韓国社会は、政治不安で消費を切り詰めるパターンがある。過去2回の大統領弾劾訴追では、個人消費が落込んでいる。これは、国民が無意識に政治不安におののき、消費切り詰めへ走らせているものとみられる。「街頭デモ」によって大統領追放運動に参加していても、心の底で「韓国政治はどうなるのだろう」と不安を抱えているに違いない。
『東亜日報』(12月20日付)は、「国民の53%『来年の消費支出を今年より減らす』」と題する記事を掲載した。
物価上昇と景気低迷により、国民の過半数以上が来年の消費を減らす計画だという調査結果が出た。19日、韓国経済人協会が世論調査専門機関「モノリサーチ」に依頼し、全国の18歳以上の国民1000人を対象に消費支出計画を調査した結果、回答者の53%は来年の消費支出を今年より減らす計画だと明らかにした。これにより、来年の家計消費支出は今年に比べて平均1.6%減少するものと予想される。
(1)「所得別消費の二極化も目立っている。所得1~3分位(下位60%)は、来年の消費は今年より減少すると予想した一方、4~5分位(上位40%)は増加すると見込んだ。国民は、来年の消費支出を縮小する理由として、「物価高の持続」(44%)を最も多く挙げた。所得減少・失職懸念(15.5%)、税金および公課金の負担増加(8.5%)等の順だった。消費減少を予想した品目としては、旅行・外食・宿泊(17.6%)、レジャー・文化生活(15.2%)など屋外・レジャー活動が多かった。一方、飲食料品や住居費、生活必需品など景気状況と関係のない必須消費財については、消費支出の増加が予想された」
大統領弾劾訴追ということは、異常事態である。一国元首を追放するというのだから国民が不安に思って当然であろう。一部の「確信的」な人を除けば、「この国はどうなるだろう」と不安感が増幅するのは自然の話だろう。

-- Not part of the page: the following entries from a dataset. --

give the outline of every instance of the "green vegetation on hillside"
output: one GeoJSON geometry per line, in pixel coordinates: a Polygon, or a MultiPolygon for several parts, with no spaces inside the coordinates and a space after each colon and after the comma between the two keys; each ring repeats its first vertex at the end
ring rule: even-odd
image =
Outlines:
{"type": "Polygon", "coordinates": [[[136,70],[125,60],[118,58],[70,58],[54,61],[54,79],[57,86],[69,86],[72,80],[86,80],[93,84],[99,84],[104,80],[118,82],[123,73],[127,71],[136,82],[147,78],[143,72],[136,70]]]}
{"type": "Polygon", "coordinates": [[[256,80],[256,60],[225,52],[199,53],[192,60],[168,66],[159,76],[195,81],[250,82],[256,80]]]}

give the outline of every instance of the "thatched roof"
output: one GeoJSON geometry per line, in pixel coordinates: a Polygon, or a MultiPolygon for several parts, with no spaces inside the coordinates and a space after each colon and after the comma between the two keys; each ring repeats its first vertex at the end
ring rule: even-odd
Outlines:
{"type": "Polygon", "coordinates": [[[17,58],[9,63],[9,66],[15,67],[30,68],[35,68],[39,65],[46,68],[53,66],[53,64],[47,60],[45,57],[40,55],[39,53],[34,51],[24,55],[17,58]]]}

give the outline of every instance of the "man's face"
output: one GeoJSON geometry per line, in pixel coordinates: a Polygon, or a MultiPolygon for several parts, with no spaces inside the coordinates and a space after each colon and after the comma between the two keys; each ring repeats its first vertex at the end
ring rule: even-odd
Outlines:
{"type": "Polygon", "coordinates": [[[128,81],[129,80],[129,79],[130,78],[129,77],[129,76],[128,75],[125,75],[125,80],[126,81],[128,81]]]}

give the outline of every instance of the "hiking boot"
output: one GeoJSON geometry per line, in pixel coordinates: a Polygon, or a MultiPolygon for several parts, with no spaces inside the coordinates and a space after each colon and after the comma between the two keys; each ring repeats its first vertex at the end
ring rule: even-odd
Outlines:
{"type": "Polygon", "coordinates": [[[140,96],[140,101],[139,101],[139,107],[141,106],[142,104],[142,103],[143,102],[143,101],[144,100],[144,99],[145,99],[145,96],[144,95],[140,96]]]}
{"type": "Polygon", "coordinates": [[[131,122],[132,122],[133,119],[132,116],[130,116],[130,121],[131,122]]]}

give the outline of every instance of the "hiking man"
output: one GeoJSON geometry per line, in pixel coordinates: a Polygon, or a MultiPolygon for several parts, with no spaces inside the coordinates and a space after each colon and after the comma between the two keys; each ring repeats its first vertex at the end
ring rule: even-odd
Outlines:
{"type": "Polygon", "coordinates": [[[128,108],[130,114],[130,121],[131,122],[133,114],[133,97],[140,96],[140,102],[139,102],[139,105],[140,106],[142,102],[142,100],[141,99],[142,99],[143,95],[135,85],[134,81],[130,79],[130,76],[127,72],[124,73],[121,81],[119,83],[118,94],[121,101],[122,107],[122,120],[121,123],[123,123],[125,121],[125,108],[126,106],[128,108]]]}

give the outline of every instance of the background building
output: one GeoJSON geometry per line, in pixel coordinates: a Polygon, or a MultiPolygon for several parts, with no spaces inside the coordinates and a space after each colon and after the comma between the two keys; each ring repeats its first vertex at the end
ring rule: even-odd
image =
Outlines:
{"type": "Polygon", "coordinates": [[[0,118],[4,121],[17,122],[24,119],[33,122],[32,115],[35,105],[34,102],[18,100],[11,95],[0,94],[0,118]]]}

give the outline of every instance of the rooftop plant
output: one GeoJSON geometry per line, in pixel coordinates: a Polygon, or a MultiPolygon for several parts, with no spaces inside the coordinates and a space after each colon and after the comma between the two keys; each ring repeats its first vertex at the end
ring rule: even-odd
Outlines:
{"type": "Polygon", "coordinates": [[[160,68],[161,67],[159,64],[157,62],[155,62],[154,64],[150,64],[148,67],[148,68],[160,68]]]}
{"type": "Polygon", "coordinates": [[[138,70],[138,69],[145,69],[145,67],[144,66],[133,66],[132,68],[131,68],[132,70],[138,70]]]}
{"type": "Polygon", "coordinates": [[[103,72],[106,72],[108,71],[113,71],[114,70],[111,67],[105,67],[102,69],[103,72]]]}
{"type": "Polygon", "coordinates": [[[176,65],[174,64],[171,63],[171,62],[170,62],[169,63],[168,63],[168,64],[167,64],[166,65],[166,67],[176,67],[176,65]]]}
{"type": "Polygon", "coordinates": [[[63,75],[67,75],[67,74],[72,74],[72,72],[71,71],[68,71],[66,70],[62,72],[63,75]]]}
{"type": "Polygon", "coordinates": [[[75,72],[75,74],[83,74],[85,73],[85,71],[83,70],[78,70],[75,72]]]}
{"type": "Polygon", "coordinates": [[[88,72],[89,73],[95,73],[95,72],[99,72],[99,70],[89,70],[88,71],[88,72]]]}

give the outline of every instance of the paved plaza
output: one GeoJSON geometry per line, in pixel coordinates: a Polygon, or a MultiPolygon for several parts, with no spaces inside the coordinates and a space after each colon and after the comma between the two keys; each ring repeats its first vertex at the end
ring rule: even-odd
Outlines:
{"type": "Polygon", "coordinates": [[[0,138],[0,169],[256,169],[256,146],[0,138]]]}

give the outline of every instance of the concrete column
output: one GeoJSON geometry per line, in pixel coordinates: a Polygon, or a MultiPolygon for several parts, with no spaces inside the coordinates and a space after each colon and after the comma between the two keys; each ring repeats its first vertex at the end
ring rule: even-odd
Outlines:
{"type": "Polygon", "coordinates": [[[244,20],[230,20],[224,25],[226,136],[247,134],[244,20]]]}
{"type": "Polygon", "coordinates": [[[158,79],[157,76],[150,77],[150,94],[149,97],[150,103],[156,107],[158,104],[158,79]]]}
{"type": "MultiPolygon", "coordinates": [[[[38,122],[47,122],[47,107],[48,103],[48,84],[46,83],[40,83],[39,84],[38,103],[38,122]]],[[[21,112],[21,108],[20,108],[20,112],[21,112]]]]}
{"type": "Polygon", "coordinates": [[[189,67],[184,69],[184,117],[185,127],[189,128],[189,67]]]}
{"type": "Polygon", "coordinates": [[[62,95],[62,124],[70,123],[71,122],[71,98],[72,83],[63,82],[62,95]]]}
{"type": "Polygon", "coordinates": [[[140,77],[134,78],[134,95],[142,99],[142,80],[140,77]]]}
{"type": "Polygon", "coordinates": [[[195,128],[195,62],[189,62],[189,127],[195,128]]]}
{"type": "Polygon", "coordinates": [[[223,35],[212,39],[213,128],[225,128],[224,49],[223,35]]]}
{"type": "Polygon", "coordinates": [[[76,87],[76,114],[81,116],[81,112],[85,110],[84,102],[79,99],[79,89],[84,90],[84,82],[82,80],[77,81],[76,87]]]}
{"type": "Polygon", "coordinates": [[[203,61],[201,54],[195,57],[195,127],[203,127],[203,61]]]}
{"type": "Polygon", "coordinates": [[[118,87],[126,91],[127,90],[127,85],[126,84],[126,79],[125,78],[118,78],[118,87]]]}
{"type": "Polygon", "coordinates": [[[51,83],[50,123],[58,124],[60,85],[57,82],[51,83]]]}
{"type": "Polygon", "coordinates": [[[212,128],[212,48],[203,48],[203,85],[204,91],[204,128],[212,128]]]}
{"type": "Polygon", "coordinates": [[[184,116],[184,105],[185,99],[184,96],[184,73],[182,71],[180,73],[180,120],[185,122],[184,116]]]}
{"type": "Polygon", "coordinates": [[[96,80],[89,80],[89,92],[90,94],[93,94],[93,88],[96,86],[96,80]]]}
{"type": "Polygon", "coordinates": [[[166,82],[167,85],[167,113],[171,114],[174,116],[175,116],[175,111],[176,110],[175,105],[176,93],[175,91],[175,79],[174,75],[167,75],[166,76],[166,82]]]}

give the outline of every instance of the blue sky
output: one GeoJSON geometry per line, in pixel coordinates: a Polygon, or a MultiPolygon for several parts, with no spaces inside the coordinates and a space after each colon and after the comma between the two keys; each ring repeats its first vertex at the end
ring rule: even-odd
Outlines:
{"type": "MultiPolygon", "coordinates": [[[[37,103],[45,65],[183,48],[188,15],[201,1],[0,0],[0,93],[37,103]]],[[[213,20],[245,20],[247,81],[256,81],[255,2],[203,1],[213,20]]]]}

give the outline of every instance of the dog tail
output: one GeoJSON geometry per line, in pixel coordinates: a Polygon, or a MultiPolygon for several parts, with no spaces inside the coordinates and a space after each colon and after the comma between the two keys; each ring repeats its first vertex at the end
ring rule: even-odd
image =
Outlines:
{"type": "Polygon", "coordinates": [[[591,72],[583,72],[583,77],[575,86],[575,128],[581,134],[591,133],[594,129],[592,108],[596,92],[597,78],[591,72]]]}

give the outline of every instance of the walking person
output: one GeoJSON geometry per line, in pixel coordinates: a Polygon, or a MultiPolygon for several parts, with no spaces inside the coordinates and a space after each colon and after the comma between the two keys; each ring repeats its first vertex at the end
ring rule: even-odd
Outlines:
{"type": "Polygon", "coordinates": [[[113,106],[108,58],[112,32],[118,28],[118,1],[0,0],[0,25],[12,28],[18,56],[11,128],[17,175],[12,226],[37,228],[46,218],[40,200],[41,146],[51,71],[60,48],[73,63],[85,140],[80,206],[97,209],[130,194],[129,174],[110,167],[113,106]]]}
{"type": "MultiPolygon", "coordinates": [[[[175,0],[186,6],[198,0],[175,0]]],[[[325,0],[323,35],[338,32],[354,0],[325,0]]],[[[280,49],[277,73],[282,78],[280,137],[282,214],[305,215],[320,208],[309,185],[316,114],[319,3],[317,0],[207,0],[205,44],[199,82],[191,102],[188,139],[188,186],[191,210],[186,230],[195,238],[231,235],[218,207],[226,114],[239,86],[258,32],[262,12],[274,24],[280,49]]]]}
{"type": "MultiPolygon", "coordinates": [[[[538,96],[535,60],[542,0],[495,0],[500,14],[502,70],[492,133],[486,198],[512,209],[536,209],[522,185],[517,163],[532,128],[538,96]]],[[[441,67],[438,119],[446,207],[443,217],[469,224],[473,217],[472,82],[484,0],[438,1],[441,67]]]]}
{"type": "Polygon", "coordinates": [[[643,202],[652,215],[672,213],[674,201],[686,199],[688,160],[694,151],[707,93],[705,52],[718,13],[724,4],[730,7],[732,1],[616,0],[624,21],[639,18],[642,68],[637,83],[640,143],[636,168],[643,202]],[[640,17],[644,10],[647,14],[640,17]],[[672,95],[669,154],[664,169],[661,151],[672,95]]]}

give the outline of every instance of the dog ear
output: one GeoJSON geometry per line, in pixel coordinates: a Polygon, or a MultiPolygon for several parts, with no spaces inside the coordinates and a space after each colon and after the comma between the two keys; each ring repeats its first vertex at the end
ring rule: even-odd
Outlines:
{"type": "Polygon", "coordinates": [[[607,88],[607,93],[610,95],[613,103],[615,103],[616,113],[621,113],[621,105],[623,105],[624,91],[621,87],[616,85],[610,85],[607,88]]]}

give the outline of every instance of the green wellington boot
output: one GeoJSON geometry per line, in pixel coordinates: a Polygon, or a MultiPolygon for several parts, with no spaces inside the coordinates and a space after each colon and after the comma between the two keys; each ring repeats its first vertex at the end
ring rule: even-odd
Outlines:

消費者の不安感が、個人消費へ与える影響をデータで見ておきたい。名目GDPに占める個人消費比率の推移の低下に現れているのだ。
名目民間最終消費支出対名目GDP比
03年 54.07%
04年 51.59%(盧武鉉大統領弾劾)
15年 48.54%
16年 47.96%(朴槿恵大統領弾劾)
17年 47.55%
(2)「消費支出の減少は、家計事情の悪化によるものと分析される。来年の家計事情が悪化するという回答は42.2%に達した一方、今年より良くなるという回答は12.2%に止まった」
韓国の人々は、政治不安が個人消費を減らすという明確な認識がないようだ。だが、データをみれば、名目民間最終消費支出対名目GDP比率は、明確に前年よりも低下している。
『東亜日報』(12月23日付)は、「『3日以降は注文がほとんど途絶えた』、戒厳の嵐まで襲った中小企業」と題する記事を掲載した。
すでに景気低迷の長期化と中国の低価格攻勢に苦しんでいた中小企業が、非常戒厳事態の衝撃まで襲い、枯死危機状態に追い込まれている。東亜(トンア)日報の取材に応じた中小企業の代表らは「通貨危機よりもっと大変だ」、「パンデミックの時がむしろ良かった」と悲鳴を上げている。大邱市(テグシ)の城西(ソンソ)工業団地にある繊維加工会社は3日、戒厳事態以後、海外取引先からの注文が途絶え、京畿道華城(キョンギド・ファソン)の玩具会社は18億ウォン分の金型だけを積み上げたまま開店休業状態に入ったという。
(3)「最近、中小企業中央会が輸出をする中小企業513社を対象に実施した実態調査でも26%が内政混乱で直接、間接的に被害を受けたと答えた。特に海外取引先が韓国の不安定な政局を理由に契約を遅延したり、取り消したり減少させたという被害が半分に迫った。この余波で、工場の稼動を中断したり、協力業者に支払わなければならない違約金が発生して流動性危機を心配する企業が次第に増えている。その上、為替レートへの対応能力が弱い中小企業は金融危機以後、15年ぶりに1ドル=1450ウォンを突破したウォン安ドル高にお手上げ状態だ」
海外取引先が、韓国の不安定な政局を理由に契約を遅延したり、取り消したり減少させたという被害が出ている。これは、政局不安を口実に使われている感じだ。